Geschichte des Manuskripts
Die Geschichte der Handschrift, die heute in der Laurentius-Bibliothek aufbewahrt wird, ist mit den Ereignissen der turbulenten Jahre an der Wende zum 19. Jahrhundert verwoben, in denen Napoleon Bonaparte (1769–1821) je nach Sichtweise entweder der Protagonist oder der Antagonist war. Es wird vermutet, dass sie in der Bibliothek der Abtei Würzburg verblieb, bis sie im Zuge der Säkularisation 1802 abgeschafft wurde. Das Schicksal der Handschrift für die nächsten Jahre bleibt unbekannt, aber der wertvolle Codex wurde schließlich von Großherzog Ferdinand III. von Toskana (1769–1824) erworben. Dies geschah wahrscheinlich irgendwann nach 1805, als er zum Kurfürsten von Würzburg und dann zum ersten Großherzog von Würzburg über die Territorien des nun untergegangenen Bistums ernannt wurde. Sicher ist, dass Ferdinand III. das kostbare Werk deutscher Renaissance-Buchkunst am 11. Mai 1823 der Laurentianischen Bibliothek in Florenz schenkte, mit einem Begleitschreiben, aus dem hervorgeht, dass er es in der Absicht erworben hatte, es der Bibliothek zu schenken.
Kodikologie
- Alternativ-Titel
- The Prince-Bishop Evangeliary
- Umfang / Format
- 124 Seiten / 33,3 × 23,5 cm
- Herkunft
- Deutschland
- Datum
- 1507
- Stil
- Genre
- Sprache
- Buchschmuck
- 30 ganzseitige Prachtminiaturen
- Auftraggeber
- Lorenz von Bibra, Fürst-Bischof von Würzburg (1459–1519)
- Künstler / Schule
- Benediktinermönch Georg Lester
Das Fürst-Bischöfliche Evangelistar
Thron der Barmherzigkeit
Diese farbenprächtige Miniatur ist ein exemplarisches Exemplar der sedes gratiae oder des "Gnadenstuhls", einer archetypischen Darstellung in der christlichen Kunst, die erstmals im späten 10. Jahrhundert zu finden ist. Ein thronender Gottvater, der den Betrachter mit feierlichem Blick anschaut, hält einen gekreuzigten Christus in seinen Händen, während zwischen ihnen eine Taube als Symbol des Heiligen Geistes erscheint. Schimmerndes Gold wurde nicht nur für den Nimbus und die Krone Gottes verwendet, sondern lässt unter anderem auch die Holzmaserung des Kreuzes prächtig erstrahlen
Das Fürst-bischöfliche Evangelistar
Das letzte Abendmahl
Ein solides, kahles, aber auch luftiges Gebäude, das eher einem Kloster oder einer Kirche gleicht, bietet die Szenerie für das Abendmahl des Meisters mit den zwölf Aposteln. Unter den letzteren sticht der Verräter Judas hervor, dargestellt wie er einen von Jesus dargereichten Bissen entgegennimmt und ihn gerade das identifiziert: „Der ist es, dem ich den Bissen Brot, den ich eintauche, geben werde.“ (Joh 13, 26)

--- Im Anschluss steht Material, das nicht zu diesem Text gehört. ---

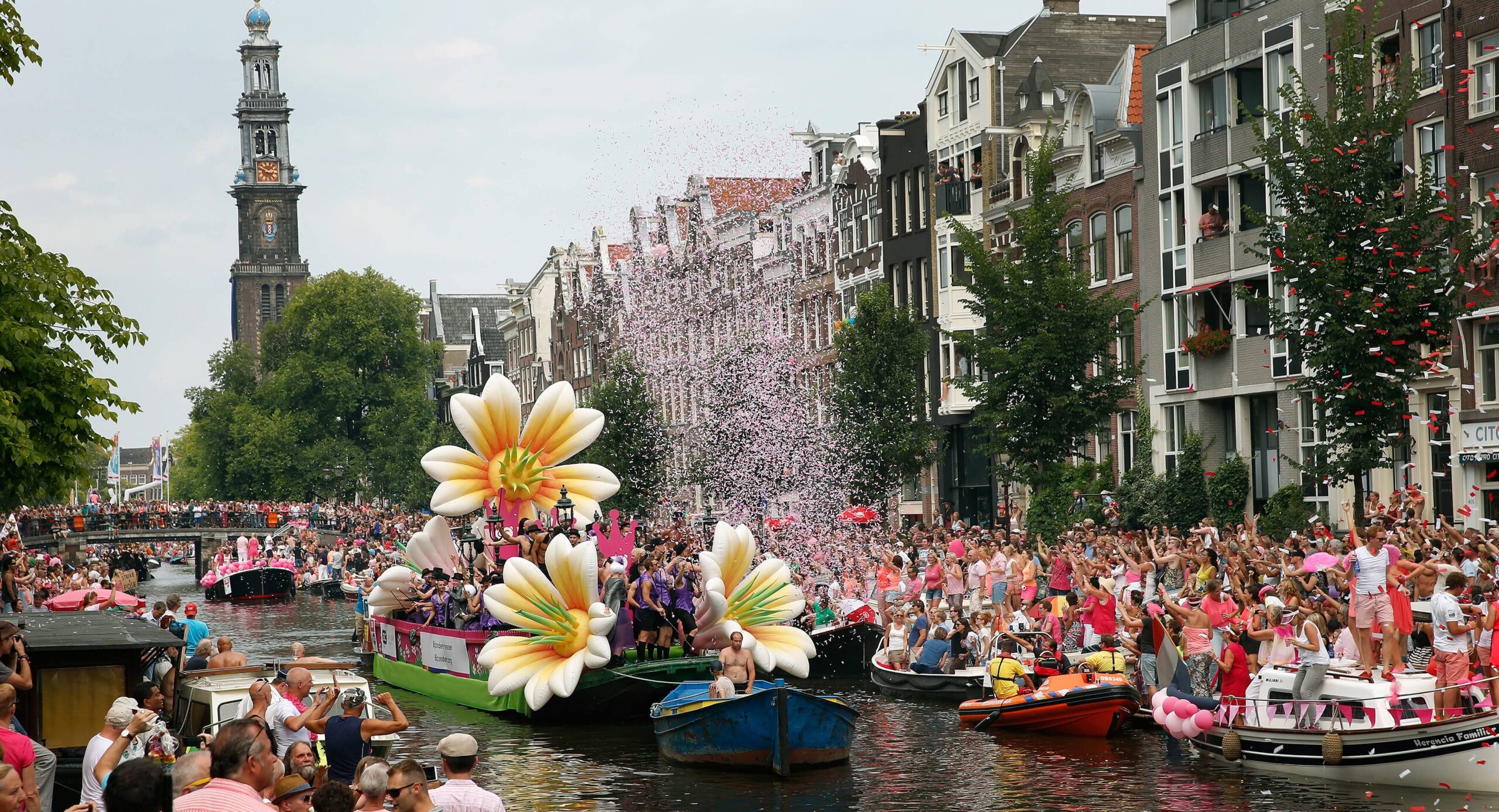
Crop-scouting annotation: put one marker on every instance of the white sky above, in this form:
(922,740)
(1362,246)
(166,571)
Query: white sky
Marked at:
(451,141)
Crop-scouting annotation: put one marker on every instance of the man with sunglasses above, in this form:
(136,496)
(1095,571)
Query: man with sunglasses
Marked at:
(244,763)
(408,789)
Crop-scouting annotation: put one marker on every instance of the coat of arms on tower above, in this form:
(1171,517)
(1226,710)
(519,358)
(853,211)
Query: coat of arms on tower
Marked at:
(269,225)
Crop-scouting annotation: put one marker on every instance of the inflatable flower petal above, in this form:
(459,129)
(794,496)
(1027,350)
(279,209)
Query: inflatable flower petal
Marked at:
(569,628)
(754,603)
(521,465)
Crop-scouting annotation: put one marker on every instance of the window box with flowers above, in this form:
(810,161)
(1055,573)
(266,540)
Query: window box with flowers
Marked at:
(1207,344)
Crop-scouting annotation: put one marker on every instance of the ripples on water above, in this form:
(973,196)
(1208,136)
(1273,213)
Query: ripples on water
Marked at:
(908,756)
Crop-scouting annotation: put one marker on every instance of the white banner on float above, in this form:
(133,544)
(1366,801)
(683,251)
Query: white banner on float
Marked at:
(387,640)
(444,654)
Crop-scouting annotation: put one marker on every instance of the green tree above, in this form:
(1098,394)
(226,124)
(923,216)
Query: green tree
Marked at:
(1364,263)
(56,324)
(879,398)
(1228,491)
(1044,369)
(633,443)
(1186,484)
(338,403)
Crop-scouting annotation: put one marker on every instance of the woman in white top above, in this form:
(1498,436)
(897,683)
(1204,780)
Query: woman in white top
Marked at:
(1310,639)
(895,634)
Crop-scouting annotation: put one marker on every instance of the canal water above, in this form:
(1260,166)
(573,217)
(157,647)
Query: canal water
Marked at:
(908,756)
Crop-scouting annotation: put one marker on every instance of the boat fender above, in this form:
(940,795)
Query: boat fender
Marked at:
(1332,748)
(1233,748)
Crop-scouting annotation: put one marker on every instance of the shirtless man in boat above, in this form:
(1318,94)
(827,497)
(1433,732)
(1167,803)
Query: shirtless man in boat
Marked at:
(227,657)
(738,664)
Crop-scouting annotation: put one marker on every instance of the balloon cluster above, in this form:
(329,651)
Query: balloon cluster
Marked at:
(239,567)
(1182,718)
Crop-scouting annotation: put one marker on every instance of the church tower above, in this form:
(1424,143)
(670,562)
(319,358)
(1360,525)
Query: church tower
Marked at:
(271,267)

Judas Ischariot ist ohne Heiligenschein gemalt, aber schon mit dem Beutel mit den dreißig Denaren um den Hals auf seinem Rücken, um seine wahren Absichten zu verbergen. Auch der Jünger, den Jesus liebte, fällt auf, da er in Jesu Schoß schläft: der Evangelist Johannes, so die Überlieferung. Auf der goldenen Platte in der Mitte des Tisches liegt ein Lamm, das das Opfer Christi ankündigt.